La Tunisie quitte pratiquement la Coupe du monde 2026 par la petite porte. Opposés au Japon dans un match déjà décisif, les Aigles de Carthage ont subi une nouvelle correction sévère (0-4), quelques jours seulement après la lourde défaite encaissée face à la Suède (5-1). Deux rencontres, neuf buts encaissés, un seul marqué : le constat est implacable.
À Monterrey, les Japonais n’ont laissé aucune chance à une sélection tunisienne totalement dépassée. Daichi Kamada a ouvert le score dès les premières minutes avant qu’Ayase Ueda ne s’offre un doublé. Junya Ito a également participé à la démonstration des « Samurai Blue », auteurs d’une prestation remarquable de maîtrise technique, d’intensité et d’efficacité.
Du côté de la presse tunisienne, les commentaires sont particulièrement sévères. Plusieurs médias évoquent une équipe sans repères, incapable de rivaliser physiquement ou tactiquement avec ses adversaires. Les observateurs dénoncent également une gestion chaotique de la sélection, marquée par le limogeage précipité de Sabri Lamouchi après le revers contre la Suède. Beaucoup estiment aujourd’hui que le mal est plus profond qu’un simple problème d’entraîneur.
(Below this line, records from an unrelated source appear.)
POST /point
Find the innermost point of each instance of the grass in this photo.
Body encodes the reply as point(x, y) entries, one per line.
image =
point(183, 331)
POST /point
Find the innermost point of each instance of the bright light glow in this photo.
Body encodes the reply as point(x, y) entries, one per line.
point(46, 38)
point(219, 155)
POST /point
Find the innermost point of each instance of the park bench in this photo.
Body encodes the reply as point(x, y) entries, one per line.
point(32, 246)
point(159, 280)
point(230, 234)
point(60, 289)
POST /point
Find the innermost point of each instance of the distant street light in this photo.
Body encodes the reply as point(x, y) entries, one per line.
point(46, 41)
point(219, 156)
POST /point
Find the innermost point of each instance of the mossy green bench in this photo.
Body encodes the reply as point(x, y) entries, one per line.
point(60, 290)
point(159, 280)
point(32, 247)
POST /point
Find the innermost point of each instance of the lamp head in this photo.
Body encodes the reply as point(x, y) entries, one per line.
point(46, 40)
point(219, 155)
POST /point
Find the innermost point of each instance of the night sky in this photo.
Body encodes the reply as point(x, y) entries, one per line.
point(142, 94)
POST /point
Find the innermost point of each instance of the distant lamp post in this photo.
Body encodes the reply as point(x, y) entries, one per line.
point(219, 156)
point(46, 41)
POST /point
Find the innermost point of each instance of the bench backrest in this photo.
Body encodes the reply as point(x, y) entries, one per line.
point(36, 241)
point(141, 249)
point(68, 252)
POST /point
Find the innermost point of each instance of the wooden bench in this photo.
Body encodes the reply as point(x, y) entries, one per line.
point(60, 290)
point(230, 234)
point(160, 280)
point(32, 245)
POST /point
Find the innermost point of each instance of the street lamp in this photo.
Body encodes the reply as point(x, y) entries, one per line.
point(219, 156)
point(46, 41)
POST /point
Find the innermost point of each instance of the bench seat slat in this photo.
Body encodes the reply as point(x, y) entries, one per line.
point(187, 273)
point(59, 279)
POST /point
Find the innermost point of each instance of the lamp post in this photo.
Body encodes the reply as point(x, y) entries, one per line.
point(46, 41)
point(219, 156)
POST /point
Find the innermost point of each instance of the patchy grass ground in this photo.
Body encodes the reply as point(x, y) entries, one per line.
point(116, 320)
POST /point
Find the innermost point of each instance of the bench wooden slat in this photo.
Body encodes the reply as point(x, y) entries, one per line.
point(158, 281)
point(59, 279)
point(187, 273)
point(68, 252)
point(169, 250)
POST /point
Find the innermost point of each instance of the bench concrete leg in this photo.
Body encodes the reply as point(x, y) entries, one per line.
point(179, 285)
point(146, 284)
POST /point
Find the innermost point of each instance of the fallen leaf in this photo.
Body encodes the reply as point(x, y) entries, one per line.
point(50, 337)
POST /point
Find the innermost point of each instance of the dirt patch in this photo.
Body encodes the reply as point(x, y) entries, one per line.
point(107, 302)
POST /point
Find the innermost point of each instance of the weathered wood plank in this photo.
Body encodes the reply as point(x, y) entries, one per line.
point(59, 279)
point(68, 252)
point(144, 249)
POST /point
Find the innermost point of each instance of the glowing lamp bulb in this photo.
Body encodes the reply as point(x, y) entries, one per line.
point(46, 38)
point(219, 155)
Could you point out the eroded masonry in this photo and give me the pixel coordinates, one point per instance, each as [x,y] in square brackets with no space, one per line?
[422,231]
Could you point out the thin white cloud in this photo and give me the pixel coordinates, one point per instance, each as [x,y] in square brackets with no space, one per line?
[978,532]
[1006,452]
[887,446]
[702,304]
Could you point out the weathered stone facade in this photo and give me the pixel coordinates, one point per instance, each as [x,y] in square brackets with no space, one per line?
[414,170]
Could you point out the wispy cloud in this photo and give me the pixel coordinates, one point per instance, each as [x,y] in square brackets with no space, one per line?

Au Japon, la presse célèbre au contraire une sélection devenue l’une des références du football asiatique. Les médias nippons saluent la discipline collective, la qualité du pressing et la profondeur de banc d’une équipe qui confirme son ascension sur la scène mondiale.
La presse internationale partage largement cette analyse. Des médias britanniques, américains et arabes soulignent l’écart de niveau observé entre les deux équipes et considèrent le Japon comme un sérieux outsider pour la suite du tournoi. Plusieurs observateurs rappellent que les Japonais ont dominé malgré l’absence de certains cadres, preuve de la maturité atteinte par cette génération.
Reste une question qui agite désormais les débats : Hervé Renard aurait-il dû accepter cette mission ? Arrivé dans l’urgence après le licenciement de Sabri Lamouchi, le technicien français n’avait que quelques jours pour tenter de redresser une équipe déjà fragilisée psychologiquement et tactiquement.
Certes, Renard possède un palmarès africain impressionnant et une solide expérience des grands rendez-vous. Mais pouvait-il réellement transformer une sélection en crise en moins d’une semaine ? Beaucoup estiment aujourd’hui qu’il a hérité d’une mission presque impossible. Son arrivée n’a pas pu masquer les lacunes défensives, le manque de créativité offensive et les erreurs structurelles accumulées depuis plusieurs mois.
Au-delà de l’échec sportif, cette Coupe du monde pourrait marquer le début d’une profonde remise en question du football tunisien. Car lorsque l’on encaisse neuf buts en deux matchs, le problème dépasse largement le banc de touche.